ActivitySim / activitysim

An Open Platform for Activity-Based Travel Modeling
https://activitysim.github.io
BSD 3-Clause "New" or "Revised" License
191 stars 99 forks source link

ActivitySim Random Seed/Stochasticity Issue #576

Closed siweih1997 closed 2 months ago

siweih1997 commented 2 years ago

Hi ActivitySim technical support,

We are from University of California, Irvine, teaming with SANDAG. We are running Activitysim for a couple of times with different random seeds, to see whether it could produce the same results.

We found the set_base_seed() function from random.py, is related to the seeds and randomness.

def set_base_seed(self, seed=None):
    """
    Like seed for numpy.random.RandomState, but generalized for use with all random streams.

    Provide a base seed that will be added to the seeds of all random streams.
    The default base seed value is 0, so set_base_seed(0) is a NOP

    set_base_seed(1) will (e.g.) provide a different set of random streams than the default
    but will provide repeatable results re-running or resuming the simulation

    set_base_seed(None) will set the base seed to a random and unpredictable integer and so
    provides "fully pseudo random" non-repeatable streams with different results every time

    Must be called before first step (before any channels are added or rands are consumed)

    Parameters
    ----------
    seed : int or None
    """

    if self.step_name is not None or self.channels:
        raise RuntimeError("Can only call set_base_seed before the first step.")

    assert len(list(self.channels.keys())) == 0

    if seed is None:
        self.base_seed = np.random.RandomState().randint(_MAX_SEED)
        logger.debug("Set random seed randomly to %s" % self.base_seed)
    else:
        logger.debug("Set random seed base to %s" % seed)
        self.base_seed = seed

And we also found that the set_base_seed() function is called at three different places:

So we changed the input of the function set_base_seed() from "0" to "None" in Line 509 of the pipeline.py file: From get_rn_generator().set_base_seed(inject.get_injectable('rng_base_seed', 0)) to get_rn_generator().set_base_seed(inject.get_injectable('rng_base_seed', None))

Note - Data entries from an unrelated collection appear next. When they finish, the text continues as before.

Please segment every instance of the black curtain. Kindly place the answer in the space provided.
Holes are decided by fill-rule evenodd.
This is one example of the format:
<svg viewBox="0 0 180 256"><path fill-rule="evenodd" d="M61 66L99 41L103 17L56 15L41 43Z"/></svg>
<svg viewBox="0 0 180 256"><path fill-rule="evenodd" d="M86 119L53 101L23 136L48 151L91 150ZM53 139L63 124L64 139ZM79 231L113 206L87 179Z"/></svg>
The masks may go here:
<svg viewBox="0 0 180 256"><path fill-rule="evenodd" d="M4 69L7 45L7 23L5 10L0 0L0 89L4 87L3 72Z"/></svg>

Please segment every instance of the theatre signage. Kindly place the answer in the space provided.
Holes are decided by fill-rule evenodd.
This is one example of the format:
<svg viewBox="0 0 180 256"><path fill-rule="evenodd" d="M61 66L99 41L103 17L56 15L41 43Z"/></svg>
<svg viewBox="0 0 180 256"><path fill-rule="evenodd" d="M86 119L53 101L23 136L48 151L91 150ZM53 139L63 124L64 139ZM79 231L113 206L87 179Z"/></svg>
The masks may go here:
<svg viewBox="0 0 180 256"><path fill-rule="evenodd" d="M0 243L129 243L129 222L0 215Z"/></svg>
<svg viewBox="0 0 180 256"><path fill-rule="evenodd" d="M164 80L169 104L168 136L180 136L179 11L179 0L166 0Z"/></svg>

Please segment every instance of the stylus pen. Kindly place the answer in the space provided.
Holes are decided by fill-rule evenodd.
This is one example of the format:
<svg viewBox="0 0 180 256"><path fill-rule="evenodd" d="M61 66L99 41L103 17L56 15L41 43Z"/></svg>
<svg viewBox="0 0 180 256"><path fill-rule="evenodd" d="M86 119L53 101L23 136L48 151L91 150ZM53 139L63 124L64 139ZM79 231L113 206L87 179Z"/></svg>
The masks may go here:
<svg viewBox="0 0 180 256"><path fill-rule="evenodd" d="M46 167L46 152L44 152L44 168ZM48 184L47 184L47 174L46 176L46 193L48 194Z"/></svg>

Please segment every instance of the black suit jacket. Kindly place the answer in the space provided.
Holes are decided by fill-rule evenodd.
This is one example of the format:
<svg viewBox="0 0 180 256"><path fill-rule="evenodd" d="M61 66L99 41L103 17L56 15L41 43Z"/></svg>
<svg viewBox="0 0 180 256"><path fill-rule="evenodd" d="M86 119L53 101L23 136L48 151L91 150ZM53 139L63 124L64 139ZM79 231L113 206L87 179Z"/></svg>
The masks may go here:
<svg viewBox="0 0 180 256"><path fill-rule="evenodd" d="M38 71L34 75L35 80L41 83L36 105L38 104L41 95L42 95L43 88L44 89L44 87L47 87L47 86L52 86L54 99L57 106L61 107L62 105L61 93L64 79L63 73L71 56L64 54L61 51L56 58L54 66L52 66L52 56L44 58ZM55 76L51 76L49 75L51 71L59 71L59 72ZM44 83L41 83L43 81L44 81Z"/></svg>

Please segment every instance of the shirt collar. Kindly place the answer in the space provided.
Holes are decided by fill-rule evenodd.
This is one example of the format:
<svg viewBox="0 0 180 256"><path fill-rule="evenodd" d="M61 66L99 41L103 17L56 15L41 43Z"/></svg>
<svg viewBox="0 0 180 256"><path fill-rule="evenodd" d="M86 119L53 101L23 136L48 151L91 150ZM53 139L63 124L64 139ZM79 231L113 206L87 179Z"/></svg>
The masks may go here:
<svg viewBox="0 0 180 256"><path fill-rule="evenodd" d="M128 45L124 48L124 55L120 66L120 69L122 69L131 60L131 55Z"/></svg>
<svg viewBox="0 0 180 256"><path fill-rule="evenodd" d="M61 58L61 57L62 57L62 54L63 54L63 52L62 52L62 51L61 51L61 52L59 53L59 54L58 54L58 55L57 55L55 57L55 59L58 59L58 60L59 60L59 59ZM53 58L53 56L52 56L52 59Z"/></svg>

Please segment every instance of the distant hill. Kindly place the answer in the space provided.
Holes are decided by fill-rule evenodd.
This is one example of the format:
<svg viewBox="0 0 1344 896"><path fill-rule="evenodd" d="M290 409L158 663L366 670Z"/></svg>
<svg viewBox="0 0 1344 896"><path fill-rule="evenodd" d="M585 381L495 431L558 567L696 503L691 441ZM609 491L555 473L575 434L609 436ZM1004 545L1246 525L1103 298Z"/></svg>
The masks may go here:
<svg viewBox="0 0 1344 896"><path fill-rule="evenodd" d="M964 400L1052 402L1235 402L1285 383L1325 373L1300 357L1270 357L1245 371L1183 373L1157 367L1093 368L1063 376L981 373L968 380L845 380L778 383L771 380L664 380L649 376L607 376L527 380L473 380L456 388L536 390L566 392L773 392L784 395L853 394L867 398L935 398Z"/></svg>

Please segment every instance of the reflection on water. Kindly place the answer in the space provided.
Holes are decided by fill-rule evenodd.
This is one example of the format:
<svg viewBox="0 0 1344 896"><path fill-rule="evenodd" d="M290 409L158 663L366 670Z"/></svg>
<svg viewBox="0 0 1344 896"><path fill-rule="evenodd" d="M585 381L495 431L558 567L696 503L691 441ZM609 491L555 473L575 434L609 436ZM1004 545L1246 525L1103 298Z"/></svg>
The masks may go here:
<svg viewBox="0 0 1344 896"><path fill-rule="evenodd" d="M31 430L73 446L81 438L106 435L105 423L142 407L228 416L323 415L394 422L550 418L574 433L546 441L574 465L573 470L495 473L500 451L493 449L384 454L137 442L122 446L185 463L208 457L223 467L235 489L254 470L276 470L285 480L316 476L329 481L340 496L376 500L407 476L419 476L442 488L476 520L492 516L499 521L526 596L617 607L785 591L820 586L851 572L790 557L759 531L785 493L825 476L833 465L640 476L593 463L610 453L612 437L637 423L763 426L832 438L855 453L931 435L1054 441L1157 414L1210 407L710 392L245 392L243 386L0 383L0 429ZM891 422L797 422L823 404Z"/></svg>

We expect there might be some randomness. But very surprisingly, we found that all the results are the same across the 5 runs.

Can you help us understand what's going wrong?

JoeJimFlood commented 2 years ago

The place to edit the random seed is in Line 64 of core/config.py (Should this be configurable in the settings file?). However, setting that value to None results in an error due to the data type of the random seed. I just submitted a pull request to fix that.

jfdman commented 2 years ago

Hi Joe, yes it should be configurable by adding "rng_base_seed: x” where x is an integer in the settings.yaml file. However, @fxie-mwcog confirms that this has no effect on results. Can you please work with @jpn-- to get this fix into the next release (if it hasn't been addressed yet)? A number of folks want to investigate simulation variance. Thanks!!

jpn-- commented 2 years ago

@fxie-mwcog, did you find no randomness when changing the fixed seed to a different fixed seed (this would be a different problem than described above, which we also should fix), or just when changing to "None" which should fall back to non-reproducible randomness but doesn't (same problem as above)?

xiex0055 commented 2 years ago

It's the former. We did not test 'rng_base_seed: None'. We tested 'rng_base_seed: 0' and 'rng_base_seed: 1' but they both generated the same modeling results as the original model run (which does not have any 'rng_base_seed' syntax in the settings file)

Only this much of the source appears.